If making it all work sounds difficult, it is. Nobody ever said that modern democracy would be easy to conduct. All the more reason to press for tolerance, acceptance and understanding. Fortunately, we have had some heartening examples along those lines in recent days.

At a huge turnout Sunday at the First African Methodist Episcopal Church in Los Angeles, allegedly a prime target of the skinheads, the Rev. Cecil L. Murray urged churchgoers to stand for what they believed and be vigorous in fighting hate. And Mayor Richard Riordan urged the city to turn away from division. One woman journeyed there from Orange County to make her presence a personal statement against bigotry.

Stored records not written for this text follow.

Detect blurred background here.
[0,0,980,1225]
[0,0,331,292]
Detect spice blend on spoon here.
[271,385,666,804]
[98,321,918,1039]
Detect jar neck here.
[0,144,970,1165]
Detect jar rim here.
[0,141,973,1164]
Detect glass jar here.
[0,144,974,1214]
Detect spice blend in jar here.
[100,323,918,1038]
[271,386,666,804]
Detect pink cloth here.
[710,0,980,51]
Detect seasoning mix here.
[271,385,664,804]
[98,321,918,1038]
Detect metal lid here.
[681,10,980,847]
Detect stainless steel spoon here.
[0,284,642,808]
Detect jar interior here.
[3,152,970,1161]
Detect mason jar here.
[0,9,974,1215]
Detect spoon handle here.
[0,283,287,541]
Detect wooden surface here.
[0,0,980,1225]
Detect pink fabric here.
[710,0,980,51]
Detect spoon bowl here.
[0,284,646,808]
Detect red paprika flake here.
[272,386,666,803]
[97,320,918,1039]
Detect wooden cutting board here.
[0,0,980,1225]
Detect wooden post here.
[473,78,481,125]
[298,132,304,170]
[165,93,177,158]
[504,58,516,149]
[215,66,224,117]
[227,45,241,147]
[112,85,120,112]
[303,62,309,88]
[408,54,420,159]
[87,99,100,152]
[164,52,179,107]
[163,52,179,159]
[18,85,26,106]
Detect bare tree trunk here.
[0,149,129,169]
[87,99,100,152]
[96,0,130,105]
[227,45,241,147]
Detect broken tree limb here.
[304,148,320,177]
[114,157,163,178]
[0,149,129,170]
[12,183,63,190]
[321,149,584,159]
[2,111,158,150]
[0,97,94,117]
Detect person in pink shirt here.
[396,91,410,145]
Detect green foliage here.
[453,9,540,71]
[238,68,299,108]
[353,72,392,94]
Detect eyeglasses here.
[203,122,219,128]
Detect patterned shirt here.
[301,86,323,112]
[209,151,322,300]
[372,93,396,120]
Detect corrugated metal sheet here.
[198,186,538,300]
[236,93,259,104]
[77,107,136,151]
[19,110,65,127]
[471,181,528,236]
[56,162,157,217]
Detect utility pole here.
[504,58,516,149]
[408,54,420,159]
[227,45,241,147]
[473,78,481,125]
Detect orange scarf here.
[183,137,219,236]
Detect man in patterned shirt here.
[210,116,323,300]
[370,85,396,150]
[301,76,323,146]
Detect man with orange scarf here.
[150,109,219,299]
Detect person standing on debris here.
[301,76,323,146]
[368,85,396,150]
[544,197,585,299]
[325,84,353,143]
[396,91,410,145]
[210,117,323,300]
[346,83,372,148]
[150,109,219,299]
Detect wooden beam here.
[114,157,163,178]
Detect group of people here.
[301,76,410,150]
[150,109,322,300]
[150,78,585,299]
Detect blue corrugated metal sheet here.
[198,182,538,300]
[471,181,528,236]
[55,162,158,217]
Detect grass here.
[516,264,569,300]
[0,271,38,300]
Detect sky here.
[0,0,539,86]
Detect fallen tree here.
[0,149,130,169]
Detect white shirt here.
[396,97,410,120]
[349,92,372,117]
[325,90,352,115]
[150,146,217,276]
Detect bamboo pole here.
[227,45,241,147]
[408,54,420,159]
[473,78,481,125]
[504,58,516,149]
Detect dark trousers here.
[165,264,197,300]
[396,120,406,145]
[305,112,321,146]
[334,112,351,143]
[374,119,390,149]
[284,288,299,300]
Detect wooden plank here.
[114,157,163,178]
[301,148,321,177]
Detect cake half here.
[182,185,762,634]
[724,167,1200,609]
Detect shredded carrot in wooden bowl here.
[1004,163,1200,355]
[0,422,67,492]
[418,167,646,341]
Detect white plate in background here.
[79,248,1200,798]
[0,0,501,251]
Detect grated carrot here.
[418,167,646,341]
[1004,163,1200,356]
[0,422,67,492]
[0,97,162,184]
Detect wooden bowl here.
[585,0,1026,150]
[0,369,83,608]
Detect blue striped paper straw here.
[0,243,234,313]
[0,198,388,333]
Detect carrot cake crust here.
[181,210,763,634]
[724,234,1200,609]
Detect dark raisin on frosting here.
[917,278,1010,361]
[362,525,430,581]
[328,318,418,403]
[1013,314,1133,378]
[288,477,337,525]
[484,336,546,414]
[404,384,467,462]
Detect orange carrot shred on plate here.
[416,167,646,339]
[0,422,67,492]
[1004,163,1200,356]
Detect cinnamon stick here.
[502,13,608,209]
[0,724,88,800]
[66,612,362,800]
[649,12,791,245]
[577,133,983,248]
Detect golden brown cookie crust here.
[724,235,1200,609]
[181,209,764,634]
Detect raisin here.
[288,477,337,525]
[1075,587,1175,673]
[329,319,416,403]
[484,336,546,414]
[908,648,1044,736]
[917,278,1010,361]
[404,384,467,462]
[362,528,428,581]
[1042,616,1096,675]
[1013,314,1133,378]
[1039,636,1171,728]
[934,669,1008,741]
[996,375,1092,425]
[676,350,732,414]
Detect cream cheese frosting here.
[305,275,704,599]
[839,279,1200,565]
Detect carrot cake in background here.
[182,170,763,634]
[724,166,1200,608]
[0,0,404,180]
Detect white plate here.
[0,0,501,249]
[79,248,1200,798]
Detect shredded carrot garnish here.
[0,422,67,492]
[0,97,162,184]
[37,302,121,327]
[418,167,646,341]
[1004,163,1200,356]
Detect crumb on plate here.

The spirit of engaging positive values was evident too at a recent breakfast meeting for the new mayor. The president of the Interreligious Council, the Rev. Vivian Ben Lima, urged, in a statement also carried in The Times’ Voices section Monday, that Southern Californians recognize that “each of our traditions has many special gifts to offer the community at large.”

One lesson of the past week, however, is that evil has the capacity at times to be more powerful than good. Consider the day-in and day-out labors of the Orange County Human Relations Commission, to name just one organization, which has been fostering understanding between racial groups in a county that for some symbolizes white suburbia. Yet even with such anticipatory efforts, the hatemongers are out there to reinforce stereotypes. One of those arrested was allegedly peddling machine guns to white supremacists out of a quiet Costa Mesa neighborhood.

To fight those who would undermine democracy, bridge-building among peoples is a must. Southern California has no choice but to work to contain the poison and to build a healthy, tolerant, common community.